Breckland District Councillor for Dereham Toftwood
- In office 4 May 2023 – 9 May 2024

Personal details
- Born: Sarah Simpson 1977 (age 48–49)
- Party: Independent (since 2025)
- Other political affiliations: Labour (2006–2025)
- Alma mater: University of East Anglia University of Leeds

= Sarah Taylor (police commissioner) =

British politician (born 1977)

Sarah Taylor (née Simpson; born 1977) is a British politician who served as Norfolk Police and Crime Commissioner from 2024 until her resignation in 2026.

==Education==
Taylor studied linguistics at the University of East Anglia and for a master's in engineering at the University of Leeds.

==Political career==
Taylor (then known as Sarah Simpson) was the Labour candidate in Mid Norfolk in 2017, finishing second of five candidates with 16,742 votes (30.1%).

In the 2023 Breckland District Council election, Taylor was elected as a Labour district councillor for the Dereham Toftwood ward.

Taylor stood successfully as the Labour candidate for Norfolk Police and Crime Commissioner the May 2024 police and crime commissioner elections.
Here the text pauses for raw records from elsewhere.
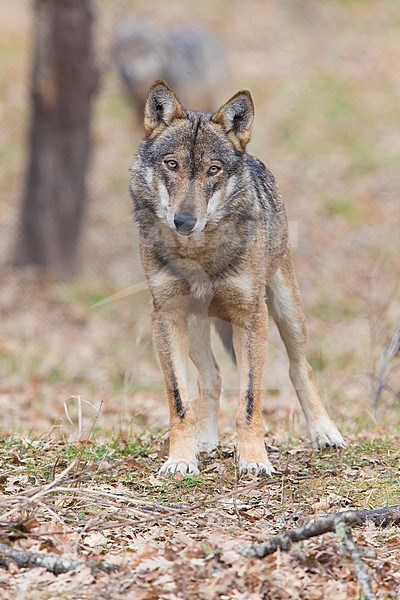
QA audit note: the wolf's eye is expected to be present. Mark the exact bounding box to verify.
[164,159,178,171]
[207,165,221,175]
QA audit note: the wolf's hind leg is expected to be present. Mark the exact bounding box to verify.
[188,315,221,452]
[266,254,345,450]
[153,308,199,475]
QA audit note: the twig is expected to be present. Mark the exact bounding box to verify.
[241,504,400,558]
[335,518,377,600]
[0,544,119,575]
[241,511,361,558]
[373,327,400,410]
[1,460,76,520]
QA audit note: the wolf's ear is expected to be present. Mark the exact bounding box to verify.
[144,79,186,136]
[211,90,254,150]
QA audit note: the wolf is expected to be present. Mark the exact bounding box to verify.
[130,81,345,475]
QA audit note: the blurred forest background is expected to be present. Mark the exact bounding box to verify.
[0,0,400,443]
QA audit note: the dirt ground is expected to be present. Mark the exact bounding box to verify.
[0,0,400,600]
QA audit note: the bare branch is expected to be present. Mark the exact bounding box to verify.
[336,520,376,600]
[0,544,118,575]
[241,511,361,558]
[242,504,400,558]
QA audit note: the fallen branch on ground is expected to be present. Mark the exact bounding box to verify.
[336,517,376,600]
[242,504,400,558]
[241,504,400,600]
[0,544,118,575]
[241,510,362,558]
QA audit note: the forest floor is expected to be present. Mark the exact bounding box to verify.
[0,0,400,600]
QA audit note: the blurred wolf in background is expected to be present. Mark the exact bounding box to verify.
[112,20,229,119]
[131,81,344,474]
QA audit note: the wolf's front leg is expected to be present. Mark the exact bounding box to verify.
[152,309,199,475]
[233,298,274,475]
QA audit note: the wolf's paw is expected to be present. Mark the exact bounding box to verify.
[239,459,276,477]
[158,458,200,475]
[310,421,346,452]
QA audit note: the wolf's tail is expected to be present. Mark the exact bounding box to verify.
[213,319,236,365]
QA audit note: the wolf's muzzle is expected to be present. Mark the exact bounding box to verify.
[174,213,197,235]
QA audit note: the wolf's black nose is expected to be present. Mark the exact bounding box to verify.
[174,213,197,233]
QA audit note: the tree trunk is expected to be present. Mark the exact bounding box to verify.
[14,0,98,278]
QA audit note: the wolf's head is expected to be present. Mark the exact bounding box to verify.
[134,81,254,236]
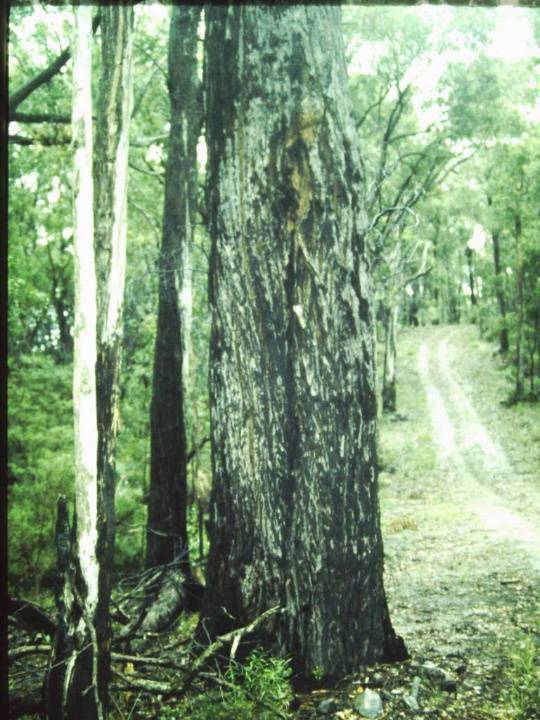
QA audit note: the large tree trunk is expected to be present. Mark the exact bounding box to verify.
[146,6,201,584]
[382,305,399,412]
[202,6,405,675]
[47,6,102,720]
[491,231,509,355]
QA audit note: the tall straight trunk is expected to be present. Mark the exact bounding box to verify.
[382,305,399,412]
[514,213,524,400]
[491,231,509,355]
[465,247,477,307]
[201,5,405,676]
[146,6,201,575]
[94,5,134,704]
[46,6,102,720]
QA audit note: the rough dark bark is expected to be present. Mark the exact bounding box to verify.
[9,13,101,114]
[146,6,202,584]
[94,5,134,716]
[202,6,405,676]
[491,231,510,355]
[465,247,478,307]
[382,305,398,412]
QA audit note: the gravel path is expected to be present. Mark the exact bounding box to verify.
[418,330,540,572]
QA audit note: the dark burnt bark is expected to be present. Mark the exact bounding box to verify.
[146,6,202,584]
[514,213,524,400]
[465,247,478,307]
[491,231,510,355]
[202,6,405,676]
[382,306,399,412]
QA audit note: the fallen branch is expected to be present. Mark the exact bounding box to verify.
[8,685,45,720]
[8,645,51,663]
[180,605,281,692]
[200,673,288,720]
[9,13,100,113]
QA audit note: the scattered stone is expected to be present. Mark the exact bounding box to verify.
[318,698,338,715]
[353,688,382,720]
[441,672,457,692]
[403,675,420,710]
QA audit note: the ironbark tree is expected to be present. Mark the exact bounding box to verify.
[48,6,133,720]
[202,6,406,676]
[47,6,101,719]
[146,6,202,624]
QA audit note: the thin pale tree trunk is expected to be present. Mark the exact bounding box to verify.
[201,5,404,676]
[48,7,133,720]
[46,6,102,720]
[94,5,134,704]
[382,305,399,412]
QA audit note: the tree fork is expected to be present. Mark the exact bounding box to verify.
[146,6,201,592]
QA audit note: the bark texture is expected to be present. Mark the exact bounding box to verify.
[202,6,405,676]
[94,5,134,710]
[146,6,202,576]
[46,6,102,720]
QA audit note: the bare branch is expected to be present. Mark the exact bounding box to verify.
[9,12,101,114]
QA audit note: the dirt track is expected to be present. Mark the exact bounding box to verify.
[418,329,540,572]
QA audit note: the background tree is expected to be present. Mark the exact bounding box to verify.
[47,7,101,718]
[202,6,405,675]
[146,6,202,624]
[48,7,133,718]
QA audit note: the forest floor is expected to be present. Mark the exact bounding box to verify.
[8,326,540,720]
[296,326,540,720]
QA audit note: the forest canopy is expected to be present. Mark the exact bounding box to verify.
[7,2,540,718]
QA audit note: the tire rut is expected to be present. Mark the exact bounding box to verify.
[418,333,540,573]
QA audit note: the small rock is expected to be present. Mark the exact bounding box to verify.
[441,672,457,692]
[422,660,457,692]
[353,688,382,720]
[318,698,337,715]
[403,675,420,710]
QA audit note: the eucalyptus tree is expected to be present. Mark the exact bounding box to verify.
[146,6,202,624]
[201,6,405,676]
[47,6,133,720]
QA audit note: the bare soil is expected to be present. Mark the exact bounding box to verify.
[300,326,540,720]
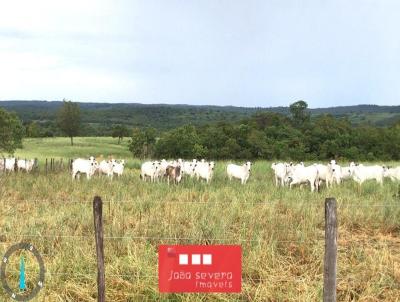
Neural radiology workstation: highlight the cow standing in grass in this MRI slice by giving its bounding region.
[226,161,251,185]
[165,165,182,185]
[72,156,98,179]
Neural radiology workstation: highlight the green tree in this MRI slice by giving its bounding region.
[26,122,40,137]
[0,108,25,153]
[289,101,310,127]
[112,125,129,145]
[129,128,156,158]
[57,99,81,146]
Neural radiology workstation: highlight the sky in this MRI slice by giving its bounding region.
[0,0,400,108]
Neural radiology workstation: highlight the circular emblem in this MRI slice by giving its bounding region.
[0,242,45,301]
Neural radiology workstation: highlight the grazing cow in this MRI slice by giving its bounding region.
[72,156,99,179]
[271,163,289,187]
[1,157,18,172]
[181,161,197,177]
[17,159,35,173]
[332,164,353,185]
[288,165,318,192]
[315,161,336,188]
[226,161,251,185]
[165,165,182,185]
[350,164,386,186]
[155,159,169,179]
[384,167,400,181]
[99,159,115,179]
[195,161,215,183]
[113,160,125,177]
[140,161,160,182]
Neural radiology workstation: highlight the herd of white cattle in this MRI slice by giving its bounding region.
[0,156,400,192]
[271,160,400,192]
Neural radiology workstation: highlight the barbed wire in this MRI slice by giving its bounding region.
[0,199,400,208]
[0,233,324,243]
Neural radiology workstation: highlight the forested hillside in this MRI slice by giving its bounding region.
[0,101,400,136]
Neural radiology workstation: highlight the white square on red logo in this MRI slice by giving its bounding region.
[203,254,212,265]
[192,254,201,265]
[179,254,189,265]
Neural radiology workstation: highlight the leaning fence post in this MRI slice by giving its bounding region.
[324,197,337,302]
[93,196,105,302]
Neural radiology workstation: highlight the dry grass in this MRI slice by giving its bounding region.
[0,161,400,301]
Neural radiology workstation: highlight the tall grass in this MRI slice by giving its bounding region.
[0,139,400,301]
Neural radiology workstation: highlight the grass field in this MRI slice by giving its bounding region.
[0,138,400,301]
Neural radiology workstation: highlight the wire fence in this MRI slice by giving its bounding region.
[0,199,400,300]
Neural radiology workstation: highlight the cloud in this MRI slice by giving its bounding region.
[0,0,400,107]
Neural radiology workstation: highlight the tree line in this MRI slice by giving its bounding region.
[0,100,400,160]
[129,101,400,161]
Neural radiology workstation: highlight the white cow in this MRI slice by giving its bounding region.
[72,156,99,179]
[181,161,197,177]
[332,165,354,184]
[113,160,125,177]
[1,157,16,172]
[289,165,318,192]
[99,159,115,179]
[271,163,289,187]
[140,161,161,182]
[384,167,400,181]
[226,161,251,185]
[350,164,386,185]
[155,159,169,179]
[315,161,336,188]
[195,161,215,183]
[17,159,35,172]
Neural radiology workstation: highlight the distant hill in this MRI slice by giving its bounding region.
[0,101,400,134]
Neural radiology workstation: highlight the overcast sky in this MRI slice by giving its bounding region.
[0,0,400,107]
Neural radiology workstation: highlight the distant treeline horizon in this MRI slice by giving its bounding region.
[0,101,400,137]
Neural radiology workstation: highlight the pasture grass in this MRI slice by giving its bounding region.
[0,138,400,302]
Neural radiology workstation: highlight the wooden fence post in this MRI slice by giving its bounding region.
[93,196,105,302]
[324,198,337,302]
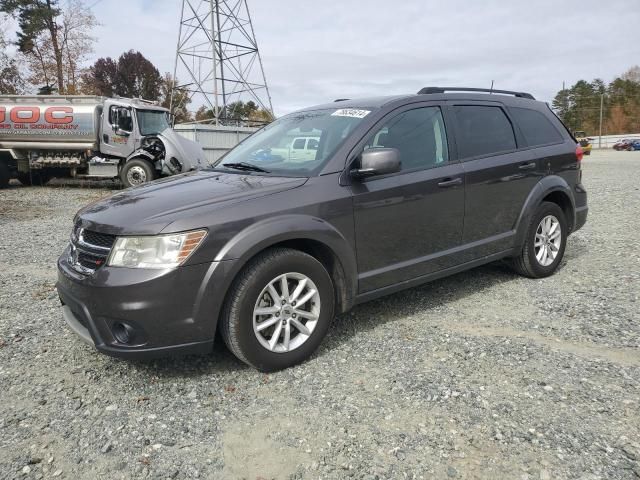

She defeated Giles Orpen-Smellie of the Conservative Party, the incumbent since 2021. In November 2025, following the UK government announcing its intention to scrap police and crime commissioners, Taylor resigned from the Labour Party and sent a letter to the prime minister outlining various disagreements with the government.

She resigned as both PCC and councillor in June 2026, triggering the 2026 Norfolk Police and Crime Commissioner by-election, which was won by Colin Sutton of Reform UK. She subsequently began working for a global consultancy firm.